Review: Now I Rise (The Conqueror’s Saga, #2), by Kiersten White

Now I Rise (The Conqueror's Saga #2)Now I Rise by Kiersten White
My rating: 3 of 5 stars

When I finished the first book in ‘The Conqueror’s Saga’, I couldn’t wait to get my hands on the next book. I absolutely loved Mehmed, Lada and Radu. I was completely taken in by their unique personalities and the love that they had for one another. Despite the fact that their interests were often conflicting, they managed to remain the closest of friends, and sometimes more.

However, I am sad to say that I didn’t get the same pleasure from reading ‘Now I Rise’. It was like this book came along and burst my bubble. Any seeds of resentment and anger that were planted in ‘And I Darken’ came to life in this book. My view of these characters has been irreparably changed…and not for the better.

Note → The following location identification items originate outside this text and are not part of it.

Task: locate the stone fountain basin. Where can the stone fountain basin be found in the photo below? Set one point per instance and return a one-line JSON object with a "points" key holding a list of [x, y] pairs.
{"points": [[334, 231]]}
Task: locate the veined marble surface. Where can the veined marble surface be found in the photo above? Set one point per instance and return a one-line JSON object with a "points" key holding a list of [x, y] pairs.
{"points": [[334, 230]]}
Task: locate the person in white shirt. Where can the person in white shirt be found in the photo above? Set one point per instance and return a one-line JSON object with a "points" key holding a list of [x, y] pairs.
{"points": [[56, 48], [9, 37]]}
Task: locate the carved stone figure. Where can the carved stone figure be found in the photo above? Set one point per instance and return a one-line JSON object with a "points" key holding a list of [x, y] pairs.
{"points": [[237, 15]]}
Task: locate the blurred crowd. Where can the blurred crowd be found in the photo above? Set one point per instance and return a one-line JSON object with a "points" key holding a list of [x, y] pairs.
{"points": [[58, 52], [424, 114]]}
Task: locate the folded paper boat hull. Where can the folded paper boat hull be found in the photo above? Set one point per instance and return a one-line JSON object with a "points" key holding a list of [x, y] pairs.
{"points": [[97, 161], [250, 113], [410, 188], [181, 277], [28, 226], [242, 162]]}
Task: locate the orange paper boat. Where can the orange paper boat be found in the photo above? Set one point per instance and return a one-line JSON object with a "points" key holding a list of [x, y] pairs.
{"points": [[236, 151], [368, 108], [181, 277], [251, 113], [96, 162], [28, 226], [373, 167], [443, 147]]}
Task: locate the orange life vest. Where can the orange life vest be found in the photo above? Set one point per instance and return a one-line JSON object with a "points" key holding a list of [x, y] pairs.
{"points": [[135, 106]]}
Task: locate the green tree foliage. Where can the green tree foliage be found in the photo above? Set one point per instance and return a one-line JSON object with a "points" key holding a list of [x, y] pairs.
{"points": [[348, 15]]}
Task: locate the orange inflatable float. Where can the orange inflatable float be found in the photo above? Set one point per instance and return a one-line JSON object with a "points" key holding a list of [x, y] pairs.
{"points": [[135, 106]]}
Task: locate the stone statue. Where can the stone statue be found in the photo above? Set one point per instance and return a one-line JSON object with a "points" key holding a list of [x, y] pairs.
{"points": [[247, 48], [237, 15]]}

One of the things that really stood out to me about the first book was the loyalty that this trio seemed to have for one another. Even as their political and religious alliances were in opposition, they always found a way to support one another and place their personal relationships first. Yes, for Mehmed and Lada there were a few betrayals, but I never felt like they were more than superficial, based upon the expectations of their positions. Perhaps I just wanted to believe that, especially where Mehmed was concerned, even though the writing was on the wall.

In contrast to the first book, ‘Now I Rise’ is full of betrayal and underhanded manipulations. Every one of them turns their back on the people that care for them, some to a greater degree than others. However, none of them were innocent of treachery in this book.

Mehmed, in particular, was a character that I grew to despise. He claims to love Lada, but sells her out at every turn. Honestly, I began to dislike him in the last book as he repeatedly chose to sleep with other women while professing his love for Lada. What a pig! I wanted to make excuses for his behavior then, but I’ve got my head on straight now. This book helped me come to the realization that he is nothing more than a calculating, self-centered, power-hungry asshat! I hope that Lada kills him.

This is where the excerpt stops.